The worried regent called in all the doctors in the land, but none could diagnose her ailment. A back kitchen cook then suggested a traditional Chinese herbal vendor. He took one look at the lady and told the cook to peel and core some hawthorn fruit and coat them in crystallized candy.

The royal lady was to eat three each day before meals for a week. To everyone's surprise, not only did she enjoy the candied haw, but she also started getting back her appetite.

And so it was that the common folks outside the palace also started cooking the candied haws. The difference is, instead of being served on the finest porcelain, the candied haws were strung up on bamboo skewers and stuck onto a straw cushion.

It became every Beijing child's favorite candy.

paulined@chinadaily.com.cn

Try this

Refreshing hawthorn ice lollies

100g dried hawthorn fruit slices

2-3 preserved dark plums, wumei

1-2 slices licorice root

100g rock sugar

Wash all ingredients, except sugar, and drain.
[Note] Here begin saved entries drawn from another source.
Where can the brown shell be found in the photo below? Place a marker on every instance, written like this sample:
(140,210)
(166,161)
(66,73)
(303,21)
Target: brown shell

Place them in a large pot together with 1.5 liters water. When the liquid boils, add rock sugar and stir. Simmer till liquid reduces to slightly more than one liter.

Filter the juice through a sieve and discard solids.

Cool, then pour into lolly molds. Freeze, and enjoy a tangy sweet treat that also aids digestion.

Hawthorn tea

A handful of dried hawthorn fruit slices

1 tablespoon dried chrysanthemum flowers

1 tablespoon dried osmanthus flowers

Raw sugar to taste

Wash the hawthorn fruits and drain. Place all ingredients into a large teapot and pour boiling water over.

Leave to steep for five minutes. Serve unsweetened, or sweeten to taste.

This tea is a fragrant, tangy infusion that will finish off a nice dinner.